Best way to write dense rank-one update?


For a rank-one update of a dense matrix in Matlab, I would write A=A+u*v'. If I just use the same Matlab statement in Julia, I’ll get poor performance because of needless memory allocation and copying. I know how to write this with loops to get performance, and I also know how to write it without explicit loops using the einsum macro. But is there a performant way to write it using the new generator and dot-operator features?

A .= A .+ u*v'

should be efficient. Note that I did not use a . on the *. This makes sense because the * in this context is not an element-wise operation but an outer product. I’m actually a bit confused as to what exactly .* does here (it returns the same result but is slow).
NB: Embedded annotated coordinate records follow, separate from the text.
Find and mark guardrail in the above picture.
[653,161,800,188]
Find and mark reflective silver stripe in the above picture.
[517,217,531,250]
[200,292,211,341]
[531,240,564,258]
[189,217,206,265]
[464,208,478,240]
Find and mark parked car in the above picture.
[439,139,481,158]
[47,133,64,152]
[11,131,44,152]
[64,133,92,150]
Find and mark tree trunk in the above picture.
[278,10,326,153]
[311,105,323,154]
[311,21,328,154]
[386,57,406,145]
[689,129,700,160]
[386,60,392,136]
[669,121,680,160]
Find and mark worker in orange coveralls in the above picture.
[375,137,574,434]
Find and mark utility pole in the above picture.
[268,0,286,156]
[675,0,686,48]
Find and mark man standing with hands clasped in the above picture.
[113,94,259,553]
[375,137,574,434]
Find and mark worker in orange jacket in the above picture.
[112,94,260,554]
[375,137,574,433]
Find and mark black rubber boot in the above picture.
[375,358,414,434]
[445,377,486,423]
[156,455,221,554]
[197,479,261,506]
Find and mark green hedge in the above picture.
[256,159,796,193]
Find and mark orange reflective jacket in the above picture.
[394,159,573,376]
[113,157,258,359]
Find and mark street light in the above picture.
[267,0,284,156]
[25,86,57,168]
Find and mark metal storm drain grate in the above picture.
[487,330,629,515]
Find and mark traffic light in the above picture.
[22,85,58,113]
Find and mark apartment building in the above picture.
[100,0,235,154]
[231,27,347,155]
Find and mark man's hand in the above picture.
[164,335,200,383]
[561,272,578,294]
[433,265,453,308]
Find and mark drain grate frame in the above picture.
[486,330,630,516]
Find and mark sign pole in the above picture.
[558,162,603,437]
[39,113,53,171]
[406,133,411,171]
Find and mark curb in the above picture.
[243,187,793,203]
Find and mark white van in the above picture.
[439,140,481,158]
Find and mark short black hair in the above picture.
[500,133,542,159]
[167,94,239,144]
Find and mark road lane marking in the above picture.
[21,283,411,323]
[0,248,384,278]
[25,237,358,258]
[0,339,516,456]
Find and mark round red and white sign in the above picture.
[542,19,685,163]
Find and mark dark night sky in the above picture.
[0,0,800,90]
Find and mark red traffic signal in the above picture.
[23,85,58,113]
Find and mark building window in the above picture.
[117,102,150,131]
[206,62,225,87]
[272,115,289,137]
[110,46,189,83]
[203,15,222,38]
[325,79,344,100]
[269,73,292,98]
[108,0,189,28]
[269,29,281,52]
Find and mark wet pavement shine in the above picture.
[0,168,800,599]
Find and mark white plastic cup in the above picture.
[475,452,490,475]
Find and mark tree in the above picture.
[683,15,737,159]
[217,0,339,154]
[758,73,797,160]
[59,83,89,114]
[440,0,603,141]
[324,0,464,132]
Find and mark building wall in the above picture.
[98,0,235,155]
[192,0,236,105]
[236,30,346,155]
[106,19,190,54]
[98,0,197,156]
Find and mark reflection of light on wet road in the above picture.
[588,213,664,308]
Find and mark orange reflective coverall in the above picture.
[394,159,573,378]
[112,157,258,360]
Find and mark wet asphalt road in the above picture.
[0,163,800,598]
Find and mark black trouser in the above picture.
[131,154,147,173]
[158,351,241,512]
The einsum package isn’t maintained anymore, but check out TensorOperations.jl. Watch out though, if I remember correctly functions in that package liked to wrap the results, I remember not being totally happy with it for that reason.
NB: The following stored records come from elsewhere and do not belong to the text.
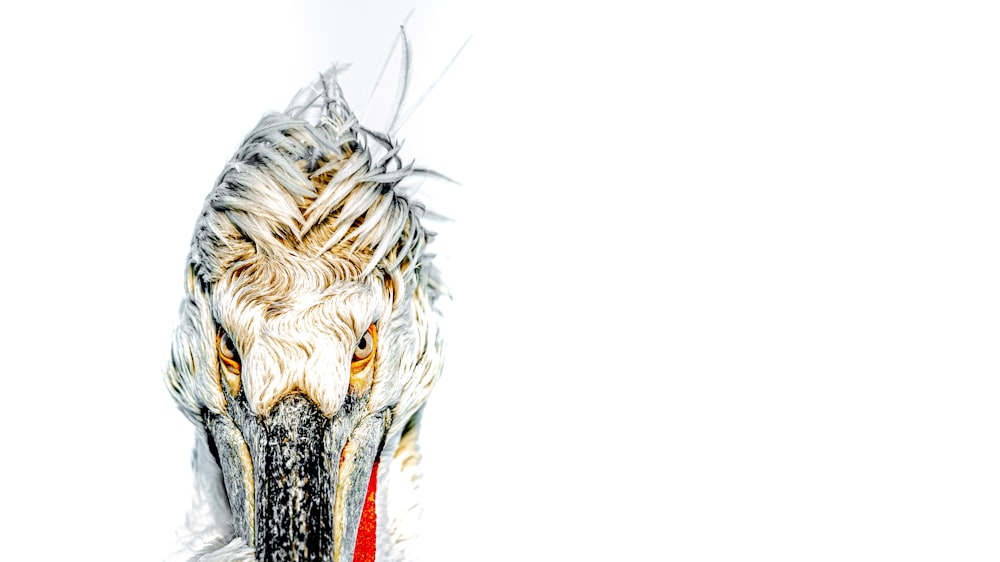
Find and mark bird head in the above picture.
[166,69,443,562]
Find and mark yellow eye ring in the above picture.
[216,329,240,375]
[351,324,378,374]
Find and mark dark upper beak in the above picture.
[208,394,390,562]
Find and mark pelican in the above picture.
[165,68,444,562]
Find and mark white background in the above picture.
[0,0,1000,561]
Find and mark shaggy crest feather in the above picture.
[165,58,444,561]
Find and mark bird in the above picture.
[165,66,447,562]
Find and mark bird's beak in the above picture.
[208,394,391,562]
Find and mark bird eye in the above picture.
[218,330,240,375]
[351,324,378,372]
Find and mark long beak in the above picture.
[209,394,390,562]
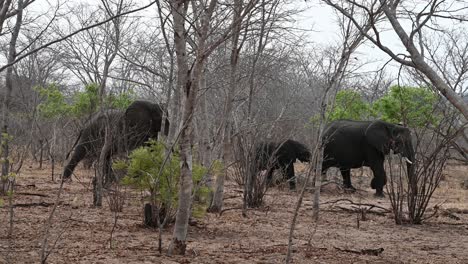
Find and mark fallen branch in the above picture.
[320,198,391,213]
[15,192,49,197]
[13,202,54,207]
[334,247,384,256]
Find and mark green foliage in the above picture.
[108,90,135,110]
[373,85,441,127]
[310,85,442,127]
[71,83,99,117]
[118,140,210,221]
[35,83,135,119]
[34,84,72,119]
[327,90,372,121]
[310,90,375,124]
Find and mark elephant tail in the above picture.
[63,144,87,179]
[65,130,83,159]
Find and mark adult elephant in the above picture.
[63,100,169,179]
[322,120,414,197]
[255,139,311,190]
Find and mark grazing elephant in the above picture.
[63,101,169,179]
[255,139,311,190]
[322,120,414,197]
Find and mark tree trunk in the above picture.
[208,0,242,212]
[169,0,217,255]
[380,0,468,119]
[0,0,23,194]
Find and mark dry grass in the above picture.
[0,161,468,264]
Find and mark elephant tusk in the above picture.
[403,157,413,164]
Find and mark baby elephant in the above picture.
[255,139,311,190]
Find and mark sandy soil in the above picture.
[0,161,468,264]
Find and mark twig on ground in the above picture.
[334,247,384,256]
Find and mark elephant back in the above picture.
[125,100,163,148]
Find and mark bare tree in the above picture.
[93,0,126,206]
[0,0,24,193]
[322,0,468,118]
Update: Testing out TensorOperations a bit it did not seem to be wrapping the results, however it did not seem to like dotted operators very much, so I have no idea how performant it is.
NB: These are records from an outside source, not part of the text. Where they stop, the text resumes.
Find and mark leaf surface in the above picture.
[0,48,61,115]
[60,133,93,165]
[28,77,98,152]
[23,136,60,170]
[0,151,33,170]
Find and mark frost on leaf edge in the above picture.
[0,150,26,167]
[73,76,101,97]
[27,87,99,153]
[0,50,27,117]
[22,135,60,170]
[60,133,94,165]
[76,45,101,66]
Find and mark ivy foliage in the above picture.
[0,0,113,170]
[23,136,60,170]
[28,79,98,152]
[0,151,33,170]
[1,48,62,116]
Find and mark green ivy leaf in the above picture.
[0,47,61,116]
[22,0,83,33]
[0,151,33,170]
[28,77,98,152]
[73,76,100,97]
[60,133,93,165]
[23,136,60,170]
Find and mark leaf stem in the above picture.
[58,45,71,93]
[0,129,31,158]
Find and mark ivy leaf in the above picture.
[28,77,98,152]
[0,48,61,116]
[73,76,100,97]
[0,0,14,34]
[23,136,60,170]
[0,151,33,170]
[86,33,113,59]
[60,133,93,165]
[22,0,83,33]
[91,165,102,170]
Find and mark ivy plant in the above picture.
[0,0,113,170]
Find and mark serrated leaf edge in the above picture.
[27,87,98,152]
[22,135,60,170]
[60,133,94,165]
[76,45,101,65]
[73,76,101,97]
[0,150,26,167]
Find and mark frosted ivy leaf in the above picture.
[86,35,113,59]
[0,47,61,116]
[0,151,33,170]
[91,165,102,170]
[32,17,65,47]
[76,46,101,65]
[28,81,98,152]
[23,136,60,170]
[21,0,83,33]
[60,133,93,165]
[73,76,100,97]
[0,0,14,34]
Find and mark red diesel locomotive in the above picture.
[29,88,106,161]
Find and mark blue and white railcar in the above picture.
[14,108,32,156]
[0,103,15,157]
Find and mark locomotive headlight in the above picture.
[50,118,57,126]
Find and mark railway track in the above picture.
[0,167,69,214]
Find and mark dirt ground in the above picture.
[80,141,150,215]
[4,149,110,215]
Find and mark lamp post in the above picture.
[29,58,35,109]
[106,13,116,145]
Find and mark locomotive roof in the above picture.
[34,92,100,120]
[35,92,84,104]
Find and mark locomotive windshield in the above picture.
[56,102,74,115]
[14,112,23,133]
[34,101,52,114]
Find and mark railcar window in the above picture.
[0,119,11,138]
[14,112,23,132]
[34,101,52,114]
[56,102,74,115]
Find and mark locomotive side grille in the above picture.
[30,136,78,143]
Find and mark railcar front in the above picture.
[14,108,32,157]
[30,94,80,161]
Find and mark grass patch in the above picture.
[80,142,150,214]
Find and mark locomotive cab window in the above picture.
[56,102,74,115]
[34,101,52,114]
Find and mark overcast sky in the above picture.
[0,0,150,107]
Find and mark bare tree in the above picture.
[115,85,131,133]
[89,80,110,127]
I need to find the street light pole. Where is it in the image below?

BLAS.ger! performs a rank-1 update in place

help?> BLAS.ger!
  ger!(alpha, x, y, A)

  Rank-1 update of the matrix A with vectors x and y as alpha*x*y' + A.


Matrix multiplication has a temporary. I don’t believe this will automatically parse to BLAS.ger!, and so @dmbates’s suggestion should be used.


u.*v' should do exactly the right thing here, because broadcasting over the shapes (n,1) and (1,m) results in a (n,m) shape. Also, on v0.6, I don’t find that it is slow. Comparing the suggestions so far:

using TensorOperations, BenchmarkTools

ru1!(A,u,v) = A .+= u*v'
ru2!(A,u,v) = A .+= u.*v'
ru3!(A,u,v) = @tensor A[i,j] += u[i]*v[j]
ru4!(A,u,v) = BLAS.ger!(1.0, u, v, A);

A=rand(1000,800); u=rand(1000); v=rand(800);
@btime ru1!($A,$u,$v);
@btime ru2!($A,$u,$v);
@btime ru3!($A,$u,$v);
@btime ru4!($A,$u,$v);


2.281 ms (2 allocations: 6.10 MiB)
646.828 μs (1 allocation: 16 bytes)
1.385 ms (31 allocations: 1.41 KiB)
667.131 μs (0 allocations: 0 bytes)

So the fused broadcast version (ru2!) is as fast as the BLAS version, and only causes one tiny allocation (for the transpose view of v, I guess). @tensor has too much overhead for this simple operation, but I found it rather good if you have multidimensional transposes/permutations where it’s not at all easy to get a cache-friendly operation schedule.


I presume @traktofon ran with BLAS.set_num_threads(1) — otherwise BLAS.ger! is the only multithreaded version as of v0.6, and should be faster.


More precisely, I ran it with the default; unfortunately there is no BLAS.get_num_threads so I’m not sure how many threads that is, though from observing the CPU meter on my machine I guess it’s four, not one. Whether mulithreading is faster or not depends on the machine; this operation is strongly memory-bound, because each location of A gets read and updated just once. Explicitly setting the number of threads, I get

nthreads=1: 639.515 μs (0 allocations: 0 bytes)
nthreads=2: 645.072 μs (0 allocations: 0 bytes)
nthreads=4: 660.982 μs (0 allocations: 0 bytes)

but this is running on my laptop which has only two real cores (plus hyperthreading) and only employs a single DIMM, so the memory access is shared between all threads. On a machine with more memory channels (two channels should be standard on desktop PCs nowadays) the threading probably helps. Modern compute servers with multiple CPU sockets and up to four memory channels will likely see vast improvements.

Edit: now had a chance to test on a desktop with two memory channels and four cores. Results as expected:

ru2!: 245.488 μs (1 allocation: 16 bytes)
ru4! nthreads=1: 220.873 μs (0 allocations: 0 bytes)
ru4! nthreads=2: 111.577 μs (0 allocations: 0 bytes)
ru4! nthreads=4: 110.171 μs (0 allocations: 0 bytes)


You have 4 threads on your PC, probably.

Core(s) per socket:    2
Thread(s) per core:    2
=> CPU(s):             4

On ubuntu command lscpu

To get the number of threads, use
ccall((:openblas_get_num_threads64_, Base.libblas_name), Cint, ())
The default value is the number of CPUs.
Julia has built-in function Sys.cpu_info().